[事案の概要]
本件は,商標権を有する原告A及び原告有限会社マス大山エンタープライズが,被告が「被告標章」を使用して空手を教授する道場を運営し,空手の興行たる大会を開催したことは商標権を侵害する行為であると主張して,被告に対し,不法行為に基づく損害賠償金の支払を求めました。
さらに,被告との契約により「極真」等の標章の使用を許諾した原告国際空手道連盟極真会館が,被告に対し,契約違反に基づく違約金の支払を求めました。
[判決概略]
1. 被告は,原告Aに対し,29万7240円(中略)を支払え。
2. 被告は,原告有限会社マス大山エンタープライズに対し,5万7400円(中略)を支払え。
3. 被告は,原告国際空手道連盟極真会館に対し,100万円(中略)を支払え。
[裁判所の判断の抜粋]
争点1(本件各商標の商標登録が商標登録の無効の審判により無効にされるべきものと認められるか)について
被告は,本件各商標が,公の秩序又は善良の風俗を害するおそれがある商標(商標法4条1項7号)又は他人の業務に係る商品又は役務を表示するものとして需要者の間に広く認識されている商標であって,不正の目的をもって使用をするもの(同項19号)に当たる旨主張しました。
国際空手道連盟極真会館がB死亡後に内部分裂したことや本件各商標が原告極真会館を含む内部分裂後の諸派全体を示すものとして需要者に認識されていることが認められるとしても,その余の事実を認めるに足りる証拠がないから,本件各商標の商標登録が無効にされるべきものとは認められないと判示しました。
つまり、内部分裂等は、商標登録の公序良俗違反や不正目的の証拠とならないということです。
争点2(被告標章が普通名称又は慣用商標であり商標権の効力が及ばない商標に当たるか)について
被告は,被告が教授する空手流派は極真空手と表現する以外に表現のしようがないから,被告標章は普通名称又は慣用商標であり商標権の効力が及ばない旨主張しました。

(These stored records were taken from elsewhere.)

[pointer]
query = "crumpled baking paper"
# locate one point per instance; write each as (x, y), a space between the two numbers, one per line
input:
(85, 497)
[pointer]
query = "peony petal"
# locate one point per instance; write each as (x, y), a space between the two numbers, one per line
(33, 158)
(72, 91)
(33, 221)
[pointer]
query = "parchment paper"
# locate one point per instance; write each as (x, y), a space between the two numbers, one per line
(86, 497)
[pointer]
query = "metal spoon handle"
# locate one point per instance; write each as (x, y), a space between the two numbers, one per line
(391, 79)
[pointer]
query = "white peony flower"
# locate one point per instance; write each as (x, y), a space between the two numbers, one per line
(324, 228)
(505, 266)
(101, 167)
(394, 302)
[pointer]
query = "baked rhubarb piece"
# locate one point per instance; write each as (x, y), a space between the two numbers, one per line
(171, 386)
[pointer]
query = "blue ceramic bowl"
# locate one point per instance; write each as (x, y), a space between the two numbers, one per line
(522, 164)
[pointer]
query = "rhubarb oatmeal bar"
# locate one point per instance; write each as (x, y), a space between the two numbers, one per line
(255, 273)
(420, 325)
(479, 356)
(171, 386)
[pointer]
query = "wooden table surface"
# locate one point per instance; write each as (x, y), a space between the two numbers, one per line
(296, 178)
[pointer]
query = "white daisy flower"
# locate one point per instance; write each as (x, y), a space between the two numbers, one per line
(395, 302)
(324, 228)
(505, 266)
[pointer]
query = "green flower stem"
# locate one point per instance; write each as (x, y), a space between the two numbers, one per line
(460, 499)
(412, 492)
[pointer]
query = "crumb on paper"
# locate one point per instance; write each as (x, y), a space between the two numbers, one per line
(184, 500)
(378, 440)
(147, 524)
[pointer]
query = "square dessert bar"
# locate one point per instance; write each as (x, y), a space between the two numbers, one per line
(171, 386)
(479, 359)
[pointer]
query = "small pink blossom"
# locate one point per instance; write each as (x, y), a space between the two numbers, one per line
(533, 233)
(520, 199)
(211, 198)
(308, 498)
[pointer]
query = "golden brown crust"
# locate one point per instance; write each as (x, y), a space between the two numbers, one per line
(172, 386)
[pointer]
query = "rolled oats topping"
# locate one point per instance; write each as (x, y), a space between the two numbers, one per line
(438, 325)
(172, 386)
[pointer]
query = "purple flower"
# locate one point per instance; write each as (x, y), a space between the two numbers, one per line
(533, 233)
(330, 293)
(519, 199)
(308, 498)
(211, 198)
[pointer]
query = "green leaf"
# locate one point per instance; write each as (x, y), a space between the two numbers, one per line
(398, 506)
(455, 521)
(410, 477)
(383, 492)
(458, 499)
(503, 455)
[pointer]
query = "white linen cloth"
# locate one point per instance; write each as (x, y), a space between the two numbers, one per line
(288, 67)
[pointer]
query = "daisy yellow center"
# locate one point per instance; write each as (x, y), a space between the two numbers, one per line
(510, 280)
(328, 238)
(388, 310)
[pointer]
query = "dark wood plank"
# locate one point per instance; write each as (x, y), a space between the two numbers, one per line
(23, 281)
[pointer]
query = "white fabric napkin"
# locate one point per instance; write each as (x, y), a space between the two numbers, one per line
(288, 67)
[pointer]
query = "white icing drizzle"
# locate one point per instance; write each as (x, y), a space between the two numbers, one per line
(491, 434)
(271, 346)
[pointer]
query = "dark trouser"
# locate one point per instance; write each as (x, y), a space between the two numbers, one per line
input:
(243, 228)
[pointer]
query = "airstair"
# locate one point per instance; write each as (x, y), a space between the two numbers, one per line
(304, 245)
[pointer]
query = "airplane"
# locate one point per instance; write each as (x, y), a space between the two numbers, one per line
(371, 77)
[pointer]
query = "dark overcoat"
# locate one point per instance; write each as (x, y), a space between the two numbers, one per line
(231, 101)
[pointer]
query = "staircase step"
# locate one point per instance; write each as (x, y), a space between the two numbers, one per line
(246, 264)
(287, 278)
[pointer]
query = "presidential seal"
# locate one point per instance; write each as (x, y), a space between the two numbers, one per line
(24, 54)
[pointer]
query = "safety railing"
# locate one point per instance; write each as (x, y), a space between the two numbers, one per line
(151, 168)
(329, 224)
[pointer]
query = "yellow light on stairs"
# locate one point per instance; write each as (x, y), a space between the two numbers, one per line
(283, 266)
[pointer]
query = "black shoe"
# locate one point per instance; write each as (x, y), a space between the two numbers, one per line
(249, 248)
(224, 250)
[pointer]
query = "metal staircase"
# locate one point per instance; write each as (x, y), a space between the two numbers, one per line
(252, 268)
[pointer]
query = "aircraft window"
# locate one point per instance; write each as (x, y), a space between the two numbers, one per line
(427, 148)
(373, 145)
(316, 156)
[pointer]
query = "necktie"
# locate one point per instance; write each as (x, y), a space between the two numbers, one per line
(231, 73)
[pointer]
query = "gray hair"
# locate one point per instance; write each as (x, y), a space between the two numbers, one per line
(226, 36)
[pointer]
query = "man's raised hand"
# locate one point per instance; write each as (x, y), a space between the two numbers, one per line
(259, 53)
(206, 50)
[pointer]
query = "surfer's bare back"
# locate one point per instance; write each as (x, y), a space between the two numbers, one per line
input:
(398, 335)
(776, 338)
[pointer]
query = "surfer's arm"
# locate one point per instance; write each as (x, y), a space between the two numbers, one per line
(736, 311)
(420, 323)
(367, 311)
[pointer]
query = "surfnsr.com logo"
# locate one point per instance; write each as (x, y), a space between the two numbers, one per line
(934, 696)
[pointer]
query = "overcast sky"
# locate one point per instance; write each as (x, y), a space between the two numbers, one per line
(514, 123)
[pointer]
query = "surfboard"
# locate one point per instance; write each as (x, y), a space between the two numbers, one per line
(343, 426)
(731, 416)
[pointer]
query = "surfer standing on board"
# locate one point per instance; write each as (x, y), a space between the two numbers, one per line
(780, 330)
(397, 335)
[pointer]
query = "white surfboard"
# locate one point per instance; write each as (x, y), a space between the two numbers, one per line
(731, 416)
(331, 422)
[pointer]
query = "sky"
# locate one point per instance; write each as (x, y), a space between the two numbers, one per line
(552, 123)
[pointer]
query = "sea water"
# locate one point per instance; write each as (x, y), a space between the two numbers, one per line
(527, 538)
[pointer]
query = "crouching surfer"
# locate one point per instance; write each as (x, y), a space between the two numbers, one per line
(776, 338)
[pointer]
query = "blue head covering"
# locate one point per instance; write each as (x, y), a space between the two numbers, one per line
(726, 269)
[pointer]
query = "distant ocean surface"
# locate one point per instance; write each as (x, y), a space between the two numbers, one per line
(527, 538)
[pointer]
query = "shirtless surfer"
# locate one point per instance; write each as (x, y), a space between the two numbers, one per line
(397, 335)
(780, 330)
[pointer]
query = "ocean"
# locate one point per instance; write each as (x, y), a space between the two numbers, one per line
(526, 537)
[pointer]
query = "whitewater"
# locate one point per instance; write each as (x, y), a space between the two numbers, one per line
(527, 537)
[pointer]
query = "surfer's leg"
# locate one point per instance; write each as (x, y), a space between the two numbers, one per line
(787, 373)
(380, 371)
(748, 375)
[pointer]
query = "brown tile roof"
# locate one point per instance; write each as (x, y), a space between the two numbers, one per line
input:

しかし,そもそも,極真空手は空手流派の一派なのであるから,本件商標権の指定商品・役務である第25類の「被服,空手衣」,第41類の「空手の教授,空手の興行の企画・運営又は開催」の普通名称又は慣用商標のいずれにも当たらないと判示しています。
つまり、極真空手は空手流派の一派だから、空手衣や空手の教授の普通名称や慣用商標ではないということです。
争点5(原告Aの損害)について
被告が侵害行為により受けた利益について
1. 被告道場での空手の教授に係る侵害行為により受けた利益
被告の利益のうちの5%が原告Aの損害と認めるのが相当であり,そうであるから,25万円が原告Aが受けた損害の額になる。
2. 空手の興行の企画,運営又は開催に係る侵害行為により受けた利益
被告の利益のうちの5%を原告Aの損害と認めるのが相当であり,そうであるから,第一回大会につき8480円,第二回大会につき3万8760円の合計4万7240円が原告Aの損害の額になる。
商標法38条2項の適用を認めた上で、利益の5%を損害額と認定しています。商標の利益への寄与度を5%と判示している点が勉強になります。